月光館学園分寮は4階。暗がりの中で無機質な音が静かに響く。
コンピューターに向き合っていた私は、その画面に表示された文章を読み直す。そして読み終えると息を吐いた。

「どういうことだ……」

幾度となくそれを繰り返した後で、私は背もたれに体重を預けそのまま天井を見上げる。そこは電子機器の明かりで僅かに照らされていた。
部屋の扉が開く。

「まだやっていたのか」
「ああ」

明彦が立っていた。彼は静かに扉を閉め、中央に置いてあるソファに腰掛けた。

「何度やっても同じだろう」

それはそうだが、と言いかけてやめた。目の前の画面に映るデータ。それは何度読み返しても変動などしない。

「鈴木か」

明彦が呟いた。私は頷く。
そうだ。彼女が異質なのだ。他の2人にはペルソナの適正があった。しかし彼女のデータを見ようとすれば、その画面に砂嵐がかかってしまう。

「とりあえず、浜崎と青井にはここに入寮させ、鈴木については一般寮と掛け合いをしてみようと思う」
「そうだな、それが一番だ」
「決まりだ。明日、彼女らに報告する」

明彦が鍵はかけておくというので、コンピューターの電源を落とし、私は先に作戦室を出た。
砂嵐のかかった画面を思い出しながら、私はぼそりと呟いた。

「……まるで『見せてやらない』とでも言うようじゃないか」



私達はその日しっかり睡眠をとり、翌日の朝、桐条さんに呼ばれてラウンジに降りた。なぜか透子さんだけは、真田さんに別の場所へと連れていかれたようだが。

「朝から呼び出してすまない」
「いえ、そんなことないですよ」

私の隣に沙世さんが座り、テーブルを挟んで桐条さんが座る。この間も座ったソファだ。
目の前の彼女は同年代とは思えないほど落ち着いていて品格があった。やはりどこかのお嬢様なのだろう。身につけているのも高価そうだ。

「昨晩は検査をしてもらったろう」
「ああ、そういえば」

ここで相づちを打っているのは全て沙世さんだ。
この人見知りのせいで、私は慣れない人とはなかなか話すことができないのだ。この性格には、自分でもうんざりしていた。
桐条さんの目はまっすぐ私達の方へ向いている。そしてその形の良い唇が「率直に言う」と動いた。

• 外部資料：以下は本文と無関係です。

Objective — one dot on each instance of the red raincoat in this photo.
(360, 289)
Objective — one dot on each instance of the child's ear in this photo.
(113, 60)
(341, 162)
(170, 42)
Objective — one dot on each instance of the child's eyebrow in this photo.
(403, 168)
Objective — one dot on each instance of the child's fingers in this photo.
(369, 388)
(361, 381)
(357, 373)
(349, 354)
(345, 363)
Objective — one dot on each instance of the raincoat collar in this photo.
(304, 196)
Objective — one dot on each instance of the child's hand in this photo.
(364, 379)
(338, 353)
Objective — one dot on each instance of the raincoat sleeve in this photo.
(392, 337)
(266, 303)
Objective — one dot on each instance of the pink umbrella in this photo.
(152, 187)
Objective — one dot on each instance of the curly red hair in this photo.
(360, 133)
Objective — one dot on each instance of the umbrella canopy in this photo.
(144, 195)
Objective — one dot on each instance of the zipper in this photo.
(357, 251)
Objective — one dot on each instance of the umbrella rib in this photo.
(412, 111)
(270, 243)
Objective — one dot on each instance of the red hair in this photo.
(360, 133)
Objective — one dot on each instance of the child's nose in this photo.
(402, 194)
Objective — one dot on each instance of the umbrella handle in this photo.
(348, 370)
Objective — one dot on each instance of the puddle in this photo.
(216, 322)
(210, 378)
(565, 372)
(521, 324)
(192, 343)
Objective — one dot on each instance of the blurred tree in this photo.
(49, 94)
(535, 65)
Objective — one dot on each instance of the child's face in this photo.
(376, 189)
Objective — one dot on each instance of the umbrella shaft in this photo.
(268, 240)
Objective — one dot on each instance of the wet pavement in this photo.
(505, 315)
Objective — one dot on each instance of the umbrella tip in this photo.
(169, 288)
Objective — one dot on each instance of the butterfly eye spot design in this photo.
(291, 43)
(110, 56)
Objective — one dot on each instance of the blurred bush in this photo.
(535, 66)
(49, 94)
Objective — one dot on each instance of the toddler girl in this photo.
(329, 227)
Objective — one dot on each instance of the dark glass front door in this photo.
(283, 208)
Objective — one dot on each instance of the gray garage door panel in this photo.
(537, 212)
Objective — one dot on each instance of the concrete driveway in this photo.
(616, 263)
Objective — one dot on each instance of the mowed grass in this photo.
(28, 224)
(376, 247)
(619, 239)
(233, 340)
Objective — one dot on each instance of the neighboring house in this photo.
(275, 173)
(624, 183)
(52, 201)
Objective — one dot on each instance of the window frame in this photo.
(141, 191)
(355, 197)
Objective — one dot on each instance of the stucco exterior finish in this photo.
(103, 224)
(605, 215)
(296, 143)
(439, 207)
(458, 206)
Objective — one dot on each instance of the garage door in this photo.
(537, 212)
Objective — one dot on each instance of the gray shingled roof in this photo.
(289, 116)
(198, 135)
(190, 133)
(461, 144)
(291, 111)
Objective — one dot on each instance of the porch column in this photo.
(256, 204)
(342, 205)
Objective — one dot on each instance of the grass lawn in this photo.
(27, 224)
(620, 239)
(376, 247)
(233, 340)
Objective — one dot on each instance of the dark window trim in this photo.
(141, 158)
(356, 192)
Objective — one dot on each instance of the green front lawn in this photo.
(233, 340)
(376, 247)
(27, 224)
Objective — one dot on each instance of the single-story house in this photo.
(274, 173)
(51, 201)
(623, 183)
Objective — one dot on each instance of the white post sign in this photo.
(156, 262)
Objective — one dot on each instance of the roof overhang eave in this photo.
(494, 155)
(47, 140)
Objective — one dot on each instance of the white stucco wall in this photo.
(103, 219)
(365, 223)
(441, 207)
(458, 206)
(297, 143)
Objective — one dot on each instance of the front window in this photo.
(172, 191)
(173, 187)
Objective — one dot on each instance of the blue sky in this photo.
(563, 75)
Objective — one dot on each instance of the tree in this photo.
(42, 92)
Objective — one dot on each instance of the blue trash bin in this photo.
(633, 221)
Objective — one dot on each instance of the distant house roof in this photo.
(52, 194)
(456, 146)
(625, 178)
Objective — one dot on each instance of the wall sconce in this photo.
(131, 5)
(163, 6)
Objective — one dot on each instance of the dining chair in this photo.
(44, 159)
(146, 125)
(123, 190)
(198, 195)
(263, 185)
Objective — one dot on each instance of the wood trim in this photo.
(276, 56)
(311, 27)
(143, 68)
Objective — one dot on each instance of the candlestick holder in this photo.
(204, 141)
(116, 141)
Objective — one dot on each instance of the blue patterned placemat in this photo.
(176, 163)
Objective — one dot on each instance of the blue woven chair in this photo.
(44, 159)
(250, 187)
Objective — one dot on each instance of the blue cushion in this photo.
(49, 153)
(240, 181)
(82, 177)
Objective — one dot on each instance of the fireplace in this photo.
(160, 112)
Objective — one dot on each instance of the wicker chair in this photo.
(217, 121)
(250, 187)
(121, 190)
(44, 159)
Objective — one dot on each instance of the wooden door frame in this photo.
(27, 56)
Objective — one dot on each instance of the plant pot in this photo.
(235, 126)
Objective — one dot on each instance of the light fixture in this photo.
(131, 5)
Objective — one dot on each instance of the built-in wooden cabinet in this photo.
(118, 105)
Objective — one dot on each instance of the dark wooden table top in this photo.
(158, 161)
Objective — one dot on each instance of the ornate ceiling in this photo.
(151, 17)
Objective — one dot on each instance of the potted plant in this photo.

「君達には、ここ、私立月光館学園分寮に入寮してもらいたい」
「え?」
「この寮にいるメンバーは全員が特別課外活動部の部員だ。この部は主に君達が体験したあの時間帯、影時間に活動する。部員は皆ペルソナという能力を扱える者で、君達にもその適正があることが昨夜わかった。その力を私達にぜひ貸して欲しい。もし答えがイエスであるならば入寮の手続きをしよう。命に関わる話でもあるが、返事を聞かせてくれ」

初めて聞く単語ばかりで、正直言って内容が掴めなかった。
私と沙世さんは向き合い、背を丸めて相談する。答えが出るまでにそう時間はかからなかった。あてもなく身よりもないので、乗るしかないだろうという判断だ。
私は前を見て口を開いた。

「お願いします」
「そうか、よかった。これが君達の召喚器だ。ペルソナというのは……」

桐条さんが説明を始めた。私は小さく頷きながら話を聞いていた。

「他に質問はあるか?」

一通りの説明が終わると彼女は私達に問いかけた。隣で手が挙がる。

「透子はどうなるんですか?」
「わからない」
「わからないって……」
「彼女のデータが出ないんだ。今、明彦が話をつけている。おそらく彼女は一般寮での生活になるだろう」
「そうですか……」

沙世さんはソファの背にもたれた。
私は召喚器だという銀色の銃を手に取る。初めて触ることになるそれは、なぜだか私の手にしっくり馴染んだ。